В средние века спиритуалистическая взятка искупления и вся вообще система двойного счета, земного и небесного, вытекающая из двоедушия религии, особенно исторического, т. е. действительного христианства, не создавали противоречий жизни, а только отражали их и фиктивно разрешали. Преодолевая возраставшие противоречия, средневековое общество переводило вексель на сына божия: господствующие подписывали, церковная иерархия выступала поручителем, угнетенные собирались учесть в потустороннем мире.
Буржуазное общество атомизировало человеческие отношения, придав им небывалую гибкость и подвижность. Примитивная цельность сознания как основа монументального религиозного искусства исчезла вместе с примитивными экономическими отношениями. Религия приняла через реформацию индивидуалистический характер. Религиозные символы искусства оторвались от небесной пуповины и, опрокинувшись на голову, стали искать опоры в зыбкой мистике индивидуального сознания.
В трагедиях Шекспира, которые были бы немыслимы без реформации, античный рок и средневековые страсти христовы вытесняются индивидуальными человеческими страстями: любовью, ревностью, мстительной жадностью, душевной расколотостью.

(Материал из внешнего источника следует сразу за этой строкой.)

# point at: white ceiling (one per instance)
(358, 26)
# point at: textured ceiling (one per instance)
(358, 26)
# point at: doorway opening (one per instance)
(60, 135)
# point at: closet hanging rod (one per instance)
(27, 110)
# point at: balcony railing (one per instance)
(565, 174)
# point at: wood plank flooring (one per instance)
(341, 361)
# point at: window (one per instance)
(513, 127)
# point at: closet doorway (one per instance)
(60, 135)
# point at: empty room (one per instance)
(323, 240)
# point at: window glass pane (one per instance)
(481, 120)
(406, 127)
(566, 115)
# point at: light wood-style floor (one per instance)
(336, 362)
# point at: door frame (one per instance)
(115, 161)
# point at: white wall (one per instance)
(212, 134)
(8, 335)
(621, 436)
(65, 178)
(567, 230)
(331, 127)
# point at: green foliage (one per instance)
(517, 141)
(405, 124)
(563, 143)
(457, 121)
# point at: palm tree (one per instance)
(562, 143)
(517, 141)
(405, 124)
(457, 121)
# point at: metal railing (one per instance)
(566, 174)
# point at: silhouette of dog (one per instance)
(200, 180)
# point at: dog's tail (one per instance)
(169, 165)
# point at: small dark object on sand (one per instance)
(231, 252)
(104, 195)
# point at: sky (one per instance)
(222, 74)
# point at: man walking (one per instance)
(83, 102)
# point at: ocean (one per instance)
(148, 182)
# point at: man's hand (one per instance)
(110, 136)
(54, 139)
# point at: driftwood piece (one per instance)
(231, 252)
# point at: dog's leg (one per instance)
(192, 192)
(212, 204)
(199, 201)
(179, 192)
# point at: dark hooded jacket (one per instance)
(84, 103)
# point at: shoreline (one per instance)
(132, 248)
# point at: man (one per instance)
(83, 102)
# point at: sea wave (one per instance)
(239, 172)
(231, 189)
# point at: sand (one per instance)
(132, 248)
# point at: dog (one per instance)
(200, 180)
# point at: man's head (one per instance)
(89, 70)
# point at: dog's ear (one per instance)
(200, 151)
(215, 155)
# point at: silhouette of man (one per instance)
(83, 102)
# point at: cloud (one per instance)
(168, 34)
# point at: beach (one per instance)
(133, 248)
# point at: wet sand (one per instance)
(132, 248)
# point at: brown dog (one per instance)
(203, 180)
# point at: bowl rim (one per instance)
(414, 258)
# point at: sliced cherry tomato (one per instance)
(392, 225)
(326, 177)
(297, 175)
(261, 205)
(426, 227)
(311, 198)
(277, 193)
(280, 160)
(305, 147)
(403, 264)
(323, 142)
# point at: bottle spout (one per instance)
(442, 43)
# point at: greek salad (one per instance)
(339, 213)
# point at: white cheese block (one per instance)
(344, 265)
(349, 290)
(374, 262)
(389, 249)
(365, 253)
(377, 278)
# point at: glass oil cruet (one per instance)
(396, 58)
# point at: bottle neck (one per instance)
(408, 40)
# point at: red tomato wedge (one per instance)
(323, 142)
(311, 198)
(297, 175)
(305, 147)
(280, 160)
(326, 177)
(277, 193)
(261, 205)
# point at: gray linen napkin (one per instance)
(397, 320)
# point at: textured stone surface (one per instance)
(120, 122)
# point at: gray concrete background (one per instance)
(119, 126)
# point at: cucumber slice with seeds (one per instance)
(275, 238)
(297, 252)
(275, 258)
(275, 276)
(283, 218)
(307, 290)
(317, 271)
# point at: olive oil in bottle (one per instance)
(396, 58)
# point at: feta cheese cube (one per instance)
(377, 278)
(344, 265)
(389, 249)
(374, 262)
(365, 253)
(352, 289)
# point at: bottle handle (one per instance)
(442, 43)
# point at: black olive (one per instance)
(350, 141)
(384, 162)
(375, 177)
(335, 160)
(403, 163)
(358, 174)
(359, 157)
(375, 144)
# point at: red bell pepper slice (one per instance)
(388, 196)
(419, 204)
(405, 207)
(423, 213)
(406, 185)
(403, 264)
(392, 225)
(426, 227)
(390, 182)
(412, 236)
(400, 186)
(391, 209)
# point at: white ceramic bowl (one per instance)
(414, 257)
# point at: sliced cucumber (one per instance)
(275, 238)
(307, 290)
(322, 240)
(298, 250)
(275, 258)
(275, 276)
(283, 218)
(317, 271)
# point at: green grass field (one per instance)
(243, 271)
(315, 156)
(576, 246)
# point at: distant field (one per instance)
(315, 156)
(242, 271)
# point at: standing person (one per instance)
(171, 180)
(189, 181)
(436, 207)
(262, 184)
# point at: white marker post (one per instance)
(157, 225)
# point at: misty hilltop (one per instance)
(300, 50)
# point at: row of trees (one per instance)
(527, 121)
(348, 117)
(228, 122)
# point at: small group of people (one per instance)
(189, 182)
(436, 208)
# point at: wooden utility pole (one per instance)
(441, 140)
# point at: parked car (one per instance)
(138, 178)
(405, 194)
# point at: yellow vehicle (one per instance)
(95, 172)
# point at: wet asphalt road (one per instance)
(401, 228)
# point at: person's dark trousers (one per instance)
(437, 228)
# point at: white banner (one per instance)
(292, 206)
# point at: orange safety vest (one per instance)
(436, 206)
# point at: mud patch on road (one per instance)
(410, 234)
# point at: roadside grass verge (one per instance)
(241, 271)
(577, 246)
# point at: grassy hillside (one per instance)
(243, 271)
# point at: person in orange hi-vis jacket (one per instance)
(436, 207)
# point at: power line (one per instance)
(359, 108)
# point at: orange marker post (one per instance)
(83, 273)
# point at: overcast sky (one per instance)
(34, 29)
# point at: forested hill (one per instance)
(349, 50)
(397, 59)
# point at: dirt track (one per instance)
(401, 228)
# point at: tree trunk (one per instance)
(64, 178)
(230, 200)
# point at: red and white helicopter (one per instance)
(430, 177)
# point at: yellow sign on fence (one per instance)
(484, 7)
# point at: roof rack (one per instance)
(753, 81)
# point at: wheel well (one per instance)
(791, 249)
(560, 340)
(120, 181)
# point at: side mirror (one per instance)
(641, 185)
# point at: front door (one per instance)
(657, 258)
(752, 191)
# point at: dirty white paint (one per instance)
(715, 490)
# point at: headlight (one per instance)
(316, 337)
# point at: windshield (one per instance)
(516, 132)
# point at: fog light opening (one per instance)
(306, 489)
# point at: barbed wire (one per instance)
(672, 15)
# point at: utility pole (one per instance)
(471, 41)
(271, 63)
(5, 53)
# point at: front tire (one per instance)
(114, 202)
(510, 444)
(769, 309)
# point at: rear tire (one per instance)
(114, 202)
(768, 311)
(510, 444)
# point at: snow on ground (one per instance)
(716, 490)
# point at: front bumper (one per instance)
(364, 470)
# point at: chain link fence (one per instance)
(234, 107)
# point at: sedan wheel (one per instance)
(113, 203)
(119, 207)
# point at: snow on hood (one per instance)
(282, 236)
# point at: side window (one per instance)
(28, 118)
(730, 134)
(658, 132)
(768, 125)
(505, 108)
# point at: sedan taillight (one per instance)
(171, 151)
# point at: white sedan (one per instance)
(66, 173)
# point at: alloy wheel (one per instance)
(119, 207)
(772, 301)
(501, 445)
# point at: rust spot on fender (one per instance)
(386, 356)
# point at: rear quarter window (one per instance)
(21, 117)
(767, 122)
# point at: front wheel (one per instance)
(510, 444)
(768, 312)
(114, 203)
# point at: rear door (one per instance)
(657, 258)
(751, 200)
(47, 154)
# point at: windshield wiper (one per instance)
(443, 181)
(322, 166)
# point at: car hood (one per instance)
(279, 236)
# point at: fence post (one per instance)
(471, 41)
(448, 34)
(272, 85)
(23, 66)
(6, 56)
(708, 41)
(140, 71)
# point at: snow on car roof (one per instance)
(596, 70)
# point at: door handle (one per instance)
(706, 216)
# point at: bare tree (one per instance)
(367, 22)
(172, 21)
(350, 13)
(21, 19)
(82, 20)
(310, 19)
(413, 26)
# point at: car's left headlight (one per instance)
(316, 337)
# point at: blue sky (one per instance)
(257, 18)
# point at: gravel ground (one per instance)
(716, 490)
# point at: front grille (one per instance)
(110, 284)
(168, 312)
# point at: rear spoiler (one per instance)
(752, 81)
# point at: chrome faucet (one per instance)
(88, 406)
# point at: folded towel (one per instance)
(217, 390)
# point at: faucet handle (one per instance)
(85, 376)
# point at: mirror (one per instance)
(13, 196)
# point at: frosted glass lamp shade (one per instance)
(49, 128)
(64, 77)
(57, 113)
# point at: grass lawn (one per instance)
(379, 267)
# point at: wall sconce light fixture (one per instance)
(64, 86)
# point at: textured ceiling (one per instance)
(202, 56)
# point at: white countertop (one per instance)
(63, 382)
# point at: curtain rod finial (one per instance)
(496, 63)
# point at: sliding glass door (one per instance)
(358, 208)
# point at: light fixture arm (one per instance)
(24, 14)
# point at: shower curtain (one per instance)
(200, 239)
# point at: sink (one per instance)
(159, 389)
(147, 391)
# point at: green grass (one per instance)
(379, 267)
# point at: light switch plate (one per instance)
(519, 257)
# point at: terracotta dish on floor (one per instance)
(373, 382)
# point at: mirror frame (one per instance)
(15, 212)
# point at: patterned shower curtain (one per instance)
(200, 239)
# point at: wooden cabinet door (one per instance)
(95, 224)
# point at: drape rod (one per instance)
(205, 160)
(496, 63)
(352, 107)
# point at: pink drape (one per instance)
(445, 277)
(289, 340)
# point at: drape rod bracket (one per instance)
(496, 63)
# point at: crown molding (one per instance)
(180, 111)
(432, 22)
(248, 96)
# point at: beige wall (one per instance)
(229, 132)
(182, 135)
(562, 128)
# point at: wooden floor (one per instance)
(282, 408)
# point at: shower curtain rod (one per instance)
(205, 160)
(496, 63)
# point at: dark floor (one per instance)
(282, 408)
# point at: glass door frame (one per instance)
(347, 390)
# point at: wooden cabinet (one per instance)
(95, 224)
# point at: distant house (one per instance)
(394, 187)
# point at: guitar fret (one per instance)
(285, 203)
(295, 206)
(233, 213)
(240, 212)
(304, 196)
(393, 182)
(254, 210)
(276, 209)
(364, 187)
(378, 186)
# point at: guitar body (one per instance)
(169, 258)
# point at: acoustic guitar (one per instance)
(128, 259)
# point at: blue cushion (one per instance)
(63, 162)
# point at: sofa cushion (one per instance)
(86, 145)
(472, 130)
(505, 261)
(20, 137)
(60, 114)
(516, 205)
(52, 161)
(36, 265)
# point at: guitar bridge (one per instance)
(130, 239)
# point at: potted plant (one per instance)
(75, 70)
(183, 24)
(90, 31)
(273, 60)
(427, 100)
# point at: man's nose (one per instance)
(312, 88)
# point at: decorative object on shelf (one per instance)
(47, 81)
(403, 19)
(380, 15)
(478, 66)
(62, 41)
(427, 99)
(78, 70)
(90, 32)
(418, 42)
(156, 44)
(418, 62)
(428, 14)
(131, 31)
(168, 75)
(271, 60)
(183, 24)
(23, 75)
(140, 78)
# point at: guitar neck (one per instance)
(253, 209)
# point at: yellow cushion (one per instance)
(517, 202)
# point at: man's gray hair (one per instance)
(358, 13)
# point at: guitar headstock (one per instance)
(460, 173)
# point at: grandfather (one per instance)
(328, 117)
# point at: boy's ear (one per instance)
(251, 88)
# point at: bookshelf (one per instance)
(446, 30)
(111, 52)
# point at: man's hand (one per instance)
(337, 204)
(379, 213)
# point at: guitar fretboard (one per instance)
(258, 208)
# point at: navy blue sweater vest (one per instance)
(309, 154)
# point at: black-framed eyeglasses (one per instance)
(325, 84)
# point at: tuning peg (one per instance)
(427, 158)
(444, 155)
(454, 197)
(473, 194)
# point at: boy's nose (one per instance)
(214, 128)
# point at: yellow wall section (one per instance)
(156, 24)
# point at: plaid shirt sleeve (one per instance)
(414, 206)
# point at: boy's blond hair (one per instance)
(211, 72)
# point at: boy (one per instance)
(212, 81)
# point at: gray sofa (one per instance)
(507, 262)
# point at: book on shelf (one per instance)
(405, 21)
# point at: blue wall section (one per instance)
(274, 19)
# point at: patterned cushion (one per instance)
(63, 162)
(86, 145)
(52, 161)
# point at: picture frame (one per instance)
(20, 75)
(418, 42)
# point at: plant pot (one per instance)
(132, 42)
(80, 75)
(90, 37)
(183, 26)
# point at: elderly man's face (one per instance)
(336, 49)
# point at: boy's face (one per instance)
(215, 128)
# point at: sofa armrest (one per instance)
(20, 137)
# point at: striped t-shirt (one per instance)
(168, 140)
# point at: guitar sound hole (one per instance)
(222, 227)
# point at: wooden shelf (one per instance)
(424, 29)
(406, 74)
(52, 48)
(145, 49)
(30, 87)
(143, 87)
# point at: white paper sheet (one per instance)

Но в каждой из драм Шекспира личная страсть доведена до такой степени напряжения, когда она перерастает человека, становится сверхличной, превращается в своего рода рок. Таковы ревность Отелло, честолюбие Макбета, жадность Шейлока, любовь Ромео и Джульетты, высокомерие Кориолана, душевная качка Гамлета. Трагедия Шекспира индивидуалистична и в этом смысле не так общезначима, как царь Эдип, выражавший общенародное сознание. Тем не менее Шекспир — огромный шаг вперед, а не назад по сравнению с Эсхилом. Искусство Шекспира человечнее. Во всяком случае новой трагедии, где распоряжается бог, а человек покорствует, мы не примем. Да ее никто и не напишет.
Атомизируя отношения, буржуазное общество в эпоху своего восхождения имело большую цель, которая называлась освобождением личности. Из этого выросли драмы Шекспира и «Фауст» Гете. Человек ставит себя центром вселенной и тем самым — искусства. Темы этой хватило на века. В сущности, вся новая литература была ее разработкой. Но первоначальная цель — освобождение личности, ее квалификация — блекла и отодвигалась в область новой обездушенной мифологии по мере того, как внутренняя несостоятельность буржуазного общества вскрывалась через его невыносимые противоречия.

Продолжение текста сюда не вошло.